Alhamdulillah.
Syarat jaza’i dalam akad harta (transaksi terkait dengan keuangan) dibolehkan kecuali pada akad yang mengharuskan modal asalnya itu berbentuk hutang, maka hal itu tidak dibolehkan. Contoh, mensyaratkan kepada orang yang membeli barang dengan kredit harus membayar lebih dari harga kalau terlambat dalam pelunasan. Karena tambahan ini, termasuk tambahan atas hutang. Dan ini termasuk riba yang jelas. Jika selain dari hutang berupa hak dan kewajiban, dibolehkan syarat jaza’i di dalamnya sebagai pengganti dari kerugian yang benar-benar terjadi.
Telah dinyatakan dalam keputusan Majma Fikih Islam terkait dengan pembahasan syarat jaza’i:
Pertama: Syarat jaza’i dalam undang-undang adalah kesepakatan di antara dua (fihak) yang menetapkan jumlah denda pengganti yang diterima oleh yang menetapkan syarat atas kerugian yang terjadi akibat pihak kedua tidak komitmen atau terlambat dalam komitmennya.
Kedua: Majlis menguatkan keputusan lalu terkait dengan syarat jaza’i yang ada dalam keputusan mengenai ‘Salam’ no. 85 (2/9). Teksnya adalah, “Tidak dibolehkan dalam syarat jaza’i terlambat dalam menyerahkan barang yang disepakati, karena itu termasuk hutang. Dan tidak dibolehkan mensyaratkan tambahan atas hutang ketika terlambat.
Juga keputusan istishna no. 65 (3/7) teksnya, “Dibolehkan dalam akad istishna’ mengandung syarat jaza’i sesuai isi apa yang telah disepakati diantara dua pihak selagi disana tidak ada kondisi mendesak.”

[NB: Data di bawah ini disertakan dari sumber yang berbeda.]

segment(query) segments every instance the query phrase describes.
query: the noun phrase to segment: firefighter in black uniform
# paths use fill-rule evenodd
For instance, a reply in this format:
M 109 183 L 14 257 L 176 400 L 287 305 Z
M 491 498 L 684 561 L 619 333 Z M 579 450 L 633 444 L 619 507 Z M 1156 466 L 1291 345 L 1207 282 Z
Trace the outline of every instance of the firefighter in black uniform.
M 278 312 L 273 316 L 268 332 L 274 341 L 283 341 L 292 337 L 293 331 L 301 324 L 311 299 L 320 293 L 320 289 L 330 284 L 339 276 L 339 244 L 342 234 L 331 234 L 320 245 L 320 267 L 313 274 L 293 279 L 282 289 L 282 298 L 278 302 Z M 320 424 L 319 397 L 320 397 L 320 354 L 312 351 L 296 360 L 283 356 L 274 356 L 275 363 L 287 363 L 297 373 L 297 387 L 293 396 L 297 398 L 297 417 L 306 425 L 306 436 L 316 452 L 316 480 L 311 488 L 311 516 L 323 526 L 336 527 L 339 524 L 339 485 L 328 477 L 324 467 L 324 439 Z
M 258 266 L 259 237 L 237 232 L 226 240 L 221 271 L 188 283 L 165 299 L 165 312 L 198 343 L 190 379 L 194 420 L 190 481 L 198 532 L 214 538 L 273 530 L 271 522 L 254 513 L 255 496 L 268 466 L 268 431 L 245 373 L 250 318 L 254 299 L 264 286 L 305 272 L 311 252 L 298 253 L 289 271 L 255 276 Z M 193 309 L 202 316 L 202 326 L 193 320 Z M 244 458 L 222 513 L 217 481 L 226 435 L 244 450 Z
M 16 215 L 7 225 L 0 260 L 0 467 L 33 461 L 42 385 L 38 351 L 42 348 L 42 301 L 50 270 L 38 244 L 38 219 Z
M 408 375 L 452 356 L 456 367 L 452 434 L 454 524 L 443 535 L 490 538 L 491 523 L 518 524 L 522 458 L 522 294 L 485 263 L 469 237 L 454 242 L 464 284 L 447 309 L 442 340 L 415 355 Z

Dan keputusan jual dengan kredit no. 51 (2/6) teksnya, “Kalau pembeli (penghutang) terlambat dalam melunasi kredit setelah waktu yang ditentukan, maka tidak boleh mengharuskan tambahan atas hutang, apakah dengan syarat sebelumnya, atau tanpa syarat. Karena hal itu riba yang diharamkan.”

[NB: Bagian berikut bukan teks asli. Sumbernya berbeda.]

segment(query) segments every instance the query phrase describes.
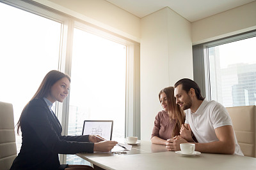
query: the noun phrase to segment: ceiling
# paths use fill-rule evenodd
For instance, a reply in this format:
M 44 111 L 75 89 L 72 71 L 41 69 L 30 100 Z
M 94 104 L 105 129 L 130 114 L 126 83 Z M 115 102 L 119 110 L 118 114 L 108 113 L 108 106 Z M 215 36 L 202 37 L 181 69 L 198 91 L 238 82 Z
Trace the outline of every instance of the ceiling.
M 143 18 L 164 7 L 191 22 L 255 1 L 255 0 L 106 0 Z

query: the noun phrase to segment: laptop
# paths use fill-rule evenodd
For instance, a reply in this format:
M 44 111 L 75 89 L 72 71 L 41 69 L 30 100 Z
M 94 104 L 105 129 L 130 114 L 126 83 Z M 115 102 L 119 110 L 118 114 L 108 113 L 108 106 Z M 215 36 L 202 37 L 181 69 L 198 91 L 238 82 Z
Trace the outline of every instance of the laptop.
M 99 135 L 110 141 L 112 139 L 113 124 L 113 120 L 84 120 L 82 135 Z

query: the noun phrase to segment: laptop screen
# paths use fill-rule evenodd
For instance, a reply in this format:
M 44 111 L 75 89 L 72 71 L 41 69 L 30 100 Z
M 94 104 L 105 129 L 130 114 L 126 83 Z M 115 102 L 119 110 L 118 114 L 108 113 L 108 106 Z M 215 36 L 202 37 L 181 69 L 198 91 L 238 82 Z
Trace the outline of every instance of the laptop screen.
M 95 134 L 112 139 L 113 120 L 84 120 L 82 135 Z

Ketiga: dibolehkan dalam syarat jaza’I bersamaan dengan syarat asli, sebagaimana dibolehkan adanya kesepakatan menyusul sebelum terjadinya kerusakan.
Keempat: dibolehkan mensyaratkan dalam syarat jaza’i pada semua akad harta selain dari akad yang di dalamnya terdapat komitmen hutang. Karena ini termasuk riba yang jelas.

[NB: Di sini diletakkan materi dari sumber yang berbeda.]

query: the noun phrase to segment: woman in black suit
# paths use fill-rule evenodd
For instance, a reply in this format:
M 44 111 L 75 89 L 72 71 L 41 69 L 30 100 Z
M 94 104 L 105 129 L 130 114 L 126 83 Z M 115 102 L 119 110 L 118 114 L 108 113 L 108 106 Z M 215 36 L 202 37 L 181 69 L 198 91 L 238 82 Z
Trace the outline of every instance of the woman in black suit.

Dari sini, maka dibolehkan syarat ini –seperti dalam syarat kontraktor terkait dengan kontrak, atau akad impor bagi pengimpor dan akas istishna’ bagi pembuat (penjual) kalau tidak melakasanakan apa yang menjadi komitmennya atau terlambat dalam merealisasikannya.
Dan (akad pinalti ini) tidak dibolehkan –suatu contoh- dalam jual kredit disebabkan keterlambatan permbayaran orang yang berhutang dalam melunasi kredit yang tersisa, baik karena kesulitan atau diulur-ulur. Akad ini tidak dibolehkan dalam akad istishna bagi pembeli kalau terlambat dalam melaksanakan kewajibannya.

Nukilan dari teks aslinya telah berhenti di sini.